Learning Management Systems | News

Alamo Colleges Shift to Cloud-Based LMS in Near-Million Dollar Deal

Five colleges in San Antonio will be migrating to a new learning management system (LMS) over the next 10 months. The Alamo Colleges, a group of five institutions, have selected Instructure's Canvas to replace Blackboard Vista. According to trustees meeting notes, the colleges will spend $949,800 for a three-year agreement with Instructure to deliver the online LMS.

The colleges' elearning committee began a faculty-driven process that included both instructors and students to test and evaluate a dozen replacement LMSs. Faculty selected Canvas as the first choice "by a wide margin over Blackboard Learn," the institutions stated on a Web site about the project. The new software will be phased in through a spring pilot program managed by a joint distance learning and IT team and deployed broadly through the rest of the year. By December 31, 2012, the schools said they expect to decommission Vista, which will no longer be supported by the vendor.

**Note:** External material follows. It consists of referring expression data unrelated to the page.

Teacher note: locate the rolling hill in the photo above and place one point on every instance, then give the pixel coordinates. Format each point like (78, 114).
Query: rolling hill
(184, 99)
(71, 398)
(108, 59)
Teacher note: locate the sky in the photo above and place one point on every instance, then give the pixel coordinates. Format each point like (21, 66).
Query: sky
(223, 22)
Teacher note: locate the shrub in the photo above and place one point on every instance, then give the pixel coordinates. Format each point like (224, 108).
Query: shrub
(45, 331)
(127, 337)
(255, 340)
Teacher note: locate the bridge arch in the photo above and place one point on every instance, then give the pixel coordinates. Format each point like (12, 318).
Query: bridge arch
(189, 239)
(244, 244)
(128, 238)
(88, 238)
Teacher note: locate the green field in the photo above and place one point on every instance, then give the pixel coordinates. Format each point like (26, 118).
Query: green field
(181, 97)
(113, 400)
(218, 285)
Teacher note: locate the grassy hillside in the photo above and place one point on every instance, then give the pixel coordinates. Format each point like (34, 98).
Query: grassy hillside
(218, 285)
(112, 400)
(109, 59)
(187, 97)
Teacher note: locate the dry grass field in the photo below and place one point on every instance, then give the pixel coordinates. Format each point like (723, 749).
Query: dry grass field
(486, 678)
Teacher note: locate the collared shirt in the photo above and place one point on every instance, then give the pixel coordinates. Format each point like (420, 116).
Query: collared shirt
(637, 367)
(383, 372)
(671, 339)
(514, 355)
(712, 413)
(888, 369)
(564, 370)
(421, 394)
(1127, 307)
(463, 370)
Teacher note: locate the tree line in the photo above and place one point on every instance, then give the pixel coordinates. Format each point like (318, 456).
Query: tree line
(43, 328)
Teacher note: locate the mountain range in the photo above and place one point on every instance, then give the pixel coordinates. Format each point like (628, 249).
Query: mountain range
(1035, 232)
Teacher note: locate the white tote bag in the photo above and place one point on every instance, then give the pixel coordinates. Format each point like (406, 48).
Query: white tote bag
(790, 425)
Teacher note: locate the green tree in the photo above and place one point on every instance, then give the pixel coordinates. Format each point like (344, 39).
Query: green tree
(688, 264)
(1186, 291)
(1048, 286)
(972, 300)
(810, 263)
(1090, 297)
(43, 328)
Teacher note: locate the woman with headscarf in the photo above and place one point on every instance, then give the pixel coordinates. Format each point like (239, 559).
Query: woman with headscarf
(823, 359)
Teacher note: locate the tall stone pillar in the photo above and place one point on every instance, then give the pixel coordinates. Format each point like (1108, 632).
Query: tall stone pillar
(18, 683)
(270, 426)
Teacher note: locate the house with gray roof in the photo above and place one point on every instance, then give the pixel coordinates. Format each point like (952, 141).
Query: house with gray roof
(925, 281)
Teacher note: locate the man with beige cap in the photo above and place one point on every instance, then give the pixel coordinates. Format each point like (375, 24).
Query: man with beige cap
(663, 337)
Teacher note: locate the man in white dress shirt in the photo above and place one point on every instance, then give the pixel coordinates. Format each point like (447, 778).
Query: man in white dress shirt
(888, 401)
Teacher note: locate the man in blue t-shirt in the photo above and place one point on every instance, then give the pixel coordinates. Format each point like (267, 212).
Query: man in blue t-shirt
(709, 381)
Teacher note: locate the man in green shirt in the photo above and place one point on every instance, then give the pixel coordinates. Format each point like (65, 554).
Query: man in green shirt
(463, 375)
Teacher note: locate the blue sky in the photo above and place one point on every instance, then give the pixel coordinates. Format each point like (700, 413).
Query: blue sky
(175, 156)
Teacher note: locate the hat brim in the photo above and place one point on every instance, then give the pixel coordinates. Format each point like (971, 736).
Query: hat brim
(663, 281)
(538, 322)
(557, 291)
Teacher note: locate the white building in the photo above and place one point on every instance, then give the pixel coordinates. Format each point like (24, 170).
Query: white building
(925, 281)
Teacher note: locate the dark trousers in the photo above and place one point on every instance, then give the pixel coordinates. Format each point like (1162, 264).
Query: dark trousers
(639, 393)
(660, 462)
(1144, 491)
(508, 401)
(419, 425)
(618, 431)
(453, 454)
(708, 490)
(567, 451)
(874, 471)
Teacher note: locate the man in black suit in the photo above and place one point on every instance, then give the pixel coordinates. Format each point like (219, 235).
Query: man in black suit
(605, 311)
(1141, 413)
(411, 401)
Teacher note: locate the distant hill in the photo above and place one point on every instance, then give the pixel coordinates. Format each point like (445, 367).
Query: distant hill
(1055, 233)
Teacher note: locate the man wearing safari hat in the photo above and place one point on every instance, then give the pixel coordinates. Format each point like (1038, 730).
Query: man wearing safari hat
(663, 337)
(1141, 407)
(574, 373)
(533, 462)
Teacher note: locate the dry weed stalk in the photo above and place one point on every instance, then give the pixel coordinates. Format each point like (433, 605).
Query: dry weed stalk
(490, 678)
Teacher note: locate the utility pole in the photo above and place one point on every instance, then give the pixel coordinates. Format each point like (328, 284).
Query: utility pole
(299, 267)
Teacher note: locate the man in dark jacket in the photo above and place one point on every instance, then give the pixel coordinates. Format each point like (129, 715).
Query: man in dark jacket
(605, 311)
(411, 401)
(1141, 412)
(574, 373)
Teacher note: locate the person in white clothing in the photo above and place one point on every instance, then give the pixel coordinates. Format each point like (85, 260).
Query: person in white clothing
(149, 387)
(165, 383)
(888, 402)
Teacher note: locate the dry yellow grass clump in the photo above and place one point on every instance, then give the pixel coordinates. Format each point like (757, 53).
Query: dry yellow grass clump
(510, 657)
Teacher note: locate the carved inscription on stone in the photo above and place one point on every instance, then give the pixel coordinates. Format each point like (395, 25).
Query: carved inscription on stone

The assessment concluded that Canvas was "intuitive, 'clean,' easy to understand and use, and based on current needs," according to an FAQ posted online for faculty and staff. "For example, students and faculty can choose their own notification settings (text, Facebook, Twitter, personal email, etc.) without actually sharing personal information. The product is also based on a new Web framework called Ruby on Rails; it is not reliant upon Java technology. The new LMS will be cloud-hosted; this means that data is stored on remote servers, not at the Alamo Colleges. The Instructure company will provide 24/7 support for all users. Finally, Canvas is a new product that is innovative and user-friendly."

"Canvas has great potential to enhance both faculty teaching and student learning at our colleges," said Thomas Cleary, Alamo Colleges' vice chancellor for planning, performance and information systems. "We are excited about supporting such a state-of-the-art system at the Alamo Colleges." Cleary said faculty response to the new software has been enthusiastic, with faculty members eagerly "lining up" to participate in the pilot program.

However, the colleges won't be eliminating Blackboard technology completely. At the same trustees meeting that selected Instructure for LMS software, Blackboard was also awarded a contract for its mobile application solution. The colleges will be spending $66,000 for the purchase of design work, software, training, and vendor-hosted services "to deliver access to mobile devices both on and off any campus."